Wednesday, June 09, 2021

The one scandal that should be on every Albertan's mind

Progress Report #269
Your weekly report on Alberta politics for June 8, 2021
on the web at theprogressreport.ca/progress_report_269

There is one scandal in Alberta right now that demands all of our attention. It doesn’t have anything to do with sky palaces. Brian Jean isn’t in it. There won’t be a referendum on it. And while the columnists and pundits seem to have all the time in the world for those gaffes and stunts, this issue is getting pushed to the back burner.

I would describe it as Alberta’s most pressing and severe crisis. I would say that every day that passes with things the way they are currently is a cruel, brutal injustice. And outrageously, that opinion probably puts me in the minority.

You might think it would have been cause for alarm when three men were found dead in a park in Edmonton a few weeks ago, but by today they seem to have already been forgotten. There has been a terrible inflection point in our already grim struggle with the opioid overdose crisis. All across western Canada, there are reports of a surge in the toxicity of the street drug supply—fentanyl and carfentanil are showing up in everything. And that everything includes the stats. In BC and Alberta overdoses and deaths have been spiking far above historical rates since late April, and those historical rates were pretty horrible to begin with. Big spikes, 50% or more in some regions, adding up to hundreds of deaths.

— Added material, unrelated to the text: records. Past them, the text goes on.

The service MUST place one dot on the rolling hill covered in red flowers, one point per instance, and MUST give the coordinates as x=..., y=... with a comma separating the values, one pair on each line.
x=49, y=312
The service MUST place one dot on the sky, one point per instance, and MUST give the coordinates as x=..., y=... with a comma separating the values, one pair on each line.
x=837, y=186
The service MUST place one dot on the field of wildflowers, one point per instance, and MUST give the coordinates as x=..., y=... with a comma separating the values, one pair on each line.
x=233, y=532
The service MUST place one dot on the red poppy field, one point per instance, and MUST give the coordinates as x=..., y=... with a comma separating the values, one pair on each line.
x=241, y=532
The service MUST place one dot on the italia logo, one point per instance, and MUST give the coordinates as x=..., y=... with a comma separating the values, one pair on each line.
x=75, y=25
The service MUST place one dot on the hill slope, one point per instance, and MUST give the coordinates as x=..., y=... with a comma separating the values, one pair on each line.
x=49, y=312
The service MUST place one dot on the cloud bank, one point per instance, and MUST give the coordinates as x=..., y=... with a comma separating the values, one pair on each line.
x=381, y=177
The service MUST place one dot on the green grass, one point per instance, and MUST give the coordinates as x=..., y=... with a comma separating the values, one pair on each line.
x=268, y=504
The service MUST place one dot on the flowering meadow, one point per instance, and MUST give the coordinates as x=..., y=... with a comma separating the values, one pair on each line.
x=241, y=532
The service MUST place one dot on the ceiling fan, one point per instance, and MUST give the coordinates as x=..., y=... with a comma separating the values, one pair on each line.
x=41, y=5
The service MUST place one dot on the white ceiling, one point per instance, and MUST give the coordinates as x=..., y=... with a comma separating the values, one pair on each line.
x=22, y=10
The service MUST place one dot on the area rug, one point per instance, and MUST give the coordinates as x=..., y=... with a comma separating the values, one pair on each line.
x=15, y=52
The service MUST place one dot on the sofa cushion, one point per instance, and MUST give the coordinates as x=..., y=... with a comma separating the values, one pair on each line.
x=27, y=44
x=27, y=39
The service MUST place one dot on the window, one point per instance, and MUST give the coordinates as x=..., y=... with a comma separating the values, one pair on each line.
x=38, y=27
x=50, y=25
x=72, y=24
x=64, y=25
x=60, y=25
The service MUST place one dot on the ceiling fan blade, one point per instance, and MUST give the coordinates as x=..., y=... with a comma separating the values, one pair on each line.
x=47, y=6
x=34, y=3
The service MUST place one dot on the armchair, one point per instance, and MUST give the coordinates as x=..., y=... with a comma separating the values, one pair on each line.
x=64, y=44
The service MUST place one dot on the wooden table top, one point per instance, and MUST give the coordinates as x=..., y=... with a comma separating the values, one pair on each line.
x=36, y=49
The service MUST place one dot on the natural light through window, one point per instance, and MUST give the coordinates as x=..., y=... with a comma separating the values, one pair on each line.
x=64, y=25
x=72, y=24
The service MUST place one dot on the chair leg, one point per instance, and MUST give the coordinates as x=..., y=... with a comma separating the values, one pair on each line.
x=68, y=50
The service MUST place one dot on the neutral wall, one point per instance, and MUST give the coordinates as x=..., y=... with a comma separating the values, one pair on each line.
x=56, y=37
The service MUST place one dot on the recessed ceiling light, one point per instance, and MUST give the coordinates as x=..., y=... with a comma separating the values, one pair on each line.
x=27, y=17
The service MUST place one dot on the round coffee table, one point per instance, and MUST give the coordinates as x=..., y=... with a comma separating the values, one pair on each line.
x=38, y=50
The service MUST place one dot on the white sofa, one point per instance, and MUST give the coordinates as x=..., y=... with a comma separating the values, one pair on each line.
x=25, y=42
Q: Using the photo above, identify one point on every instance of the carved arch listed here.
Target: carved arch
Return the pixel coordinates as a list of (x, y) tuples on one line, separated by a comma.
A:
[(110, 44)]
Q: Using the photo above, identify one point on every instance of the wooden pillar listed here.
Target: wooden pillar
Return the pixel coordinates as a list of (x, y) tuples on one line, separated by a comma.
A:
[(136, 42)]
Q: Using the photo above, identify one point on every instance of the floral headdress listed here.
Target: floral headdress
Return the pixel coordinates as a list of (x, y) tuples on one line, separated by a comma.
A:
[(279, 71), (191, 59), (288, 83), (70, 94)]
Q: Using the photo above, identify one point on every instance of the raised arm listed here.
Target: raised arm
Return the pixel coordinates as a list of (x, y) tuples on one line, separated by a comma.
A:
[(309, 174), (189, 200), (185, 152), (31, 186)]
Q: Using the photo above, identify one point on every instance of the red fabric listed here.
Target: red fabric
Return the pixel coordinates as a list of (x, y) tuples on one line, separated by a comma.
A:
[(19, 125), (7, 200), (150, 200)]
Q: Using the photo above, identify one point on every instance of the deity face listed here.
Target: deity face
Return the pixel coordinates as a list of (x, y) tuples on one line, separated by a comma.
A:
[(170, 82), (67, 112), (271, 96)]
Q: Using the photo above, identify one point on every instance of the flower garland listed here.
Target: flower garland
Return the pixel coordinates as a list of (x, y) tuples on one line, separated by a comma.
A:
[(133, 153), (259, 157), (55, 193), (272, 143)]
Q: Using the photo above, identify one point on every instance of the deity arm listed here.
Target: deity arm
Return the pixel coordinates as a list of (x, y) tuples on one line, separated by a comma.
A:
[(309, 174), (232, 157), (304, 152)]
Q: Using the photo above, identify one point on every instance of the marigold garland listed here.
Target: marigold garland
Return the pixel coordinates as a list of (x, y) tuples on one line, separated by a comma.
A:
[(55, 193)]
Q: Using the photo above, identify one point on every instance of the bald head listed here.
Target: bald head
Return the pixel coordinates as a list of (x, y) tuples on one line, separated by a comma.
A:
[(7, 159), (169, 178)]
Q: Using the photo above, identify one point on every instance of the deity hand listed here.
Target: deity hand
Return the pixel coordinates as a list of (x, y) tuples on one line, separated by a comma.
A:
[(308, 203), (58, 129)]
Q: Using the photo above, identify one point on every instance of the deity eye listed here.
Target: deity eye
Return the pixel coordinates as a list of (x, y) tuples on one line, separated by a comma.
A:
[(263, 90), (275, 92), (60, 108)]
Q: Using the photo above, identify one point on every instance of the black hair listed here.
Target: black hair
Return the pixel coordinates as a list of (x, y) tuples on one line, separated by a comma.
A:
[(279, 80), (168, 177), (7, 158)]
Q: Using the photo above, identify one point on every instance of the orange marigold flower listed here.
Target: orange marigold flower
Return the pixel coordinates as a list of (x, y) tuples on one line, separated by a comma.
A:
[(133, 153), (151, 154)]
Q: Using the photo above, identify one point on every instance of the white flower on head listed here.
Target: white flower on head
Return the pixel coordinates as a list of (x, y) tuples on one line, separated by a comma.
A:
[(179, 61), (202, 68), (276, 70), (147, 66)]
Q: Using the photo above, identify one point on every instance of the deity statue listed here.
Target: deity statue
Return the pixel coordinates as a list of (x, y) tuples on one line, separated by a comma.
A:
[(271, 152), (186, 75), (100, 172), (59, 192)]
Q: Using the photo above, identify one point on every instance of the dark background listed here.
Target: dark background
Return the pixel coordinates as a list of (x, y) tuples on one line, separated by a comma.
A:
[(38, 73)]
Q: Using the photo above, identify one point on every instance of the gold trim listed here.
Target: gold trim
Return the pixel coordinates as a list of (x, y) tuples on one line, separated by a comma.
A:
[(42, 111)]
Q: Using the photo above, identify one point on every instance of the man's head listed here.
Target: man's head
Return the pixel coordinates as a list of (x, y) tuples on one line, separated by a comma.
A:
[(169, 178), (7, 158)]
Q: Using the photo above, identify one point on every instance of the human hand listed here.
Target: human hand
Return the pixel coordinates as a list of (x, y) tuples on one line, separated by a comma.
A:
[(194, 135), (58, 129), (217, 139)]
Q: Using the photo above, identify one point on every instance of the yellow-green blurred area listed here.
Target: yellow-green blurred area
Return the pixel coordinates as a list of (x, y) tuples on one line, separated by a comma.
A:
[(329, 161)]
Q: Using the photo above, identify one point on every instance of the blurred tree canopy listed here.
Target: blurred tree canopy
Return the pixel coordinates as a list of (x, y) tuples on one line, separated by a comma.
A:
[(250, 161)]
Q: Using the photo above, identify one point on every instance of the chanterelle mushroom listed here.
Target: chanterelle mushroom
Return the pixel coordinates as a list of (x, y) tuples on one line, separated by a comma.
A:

The UCP government is making this terrible situation even worse by obstructing and defunding supervised consumption sites. The conservative movement has been viciously opposed to harm reduction services for people with addictions for a long time, now. Back when the modern harm reduction model was first being worked out in InSite, in Vancouver, Harper and the federal conservatives adopted a sort of Southern Strategy in regards to the issue, pandering to the cruel and the prejudiced with spiteful policies that blocked access to care and in many cases left people dead. And here is our Premier, former Harper cabinet minister Jason Kenney, keeping up the tradition by obstructing and defunding Alberta’s overdose prevention sites.

More Albertans were killed by opioid overdoses last year than by COVID-19 and it’s are only getting worse. “The fentanyl problem isn’t going away,” warns professor Andrew Greenshaw from the University of Alberta, citing a staggering 118% increase in deaths since the UCP started closing down overdose prevention services. It’s time that we demanded the UCP stop their insane crusade against health care for people who have addictions. Jason Kenney’s rants may be offensive, and his gaffes may get on our nerves, but this project of his is killing Albertans. It’s killing us every day. And that’s the real story right now.
Sundries
The Alberta NDP held their annual convention this year and I haven’t heard anything from it that surprises me. Rachel Notley won an absurd 98.2% approval vote in their leadership review. As you might expect from a weekend that cheerlead-y, most of the things that made it into the policy book were either things the NDP caucus was already talking about. The two big policy pitches of the weekend: a pledge to make Alberta’s electricity grid net-zero by 2035, and a pledge to re-introduce public daycare (presumably not just as a tiny pilot project this time.)


Survivors of Alberta’s residential schools are calling for investigations into the graves at those schools, and it is almost certain that there are terrible things to find at many of them. 25 of the institutions, whose vile goal was to wipe the Indigenous culture out of Indigenous children, operated here in Alberta.


Jason Kenney continues to struggle with the fallout of his unwise party at the ‘sky palace’ last week: several backbenchers and now even cabinet members are criticizing him publicly. Just a few days ago he was still insisting that no rules had been broken, but he gave that lie up to apologize yesterday. His former rival for the UCP leadership, Brian Jean, publicly urged him to resign, though we still haven’t seen whether or not that’s had any impact.


The UCP have announced the details for their upcoming referendum on the equalization program, and already constitutional law experts are pointing out that the referendum is fundamentally broken and useless. The equalization program, which distributes federal tax funds in order to ensure that every province can keep up certain minimum standards of public services, is not the province’s to change. What a referendum will do, however, is drive a lot of conservative voters to the polls for municipal elections in the province that will be happening on the same day. As if just to underscore how corrupt this whole sham is, the UCP are bringing in a new law, presently Bill 68, which will let them use government resources to run a whole campaign on the referendum too.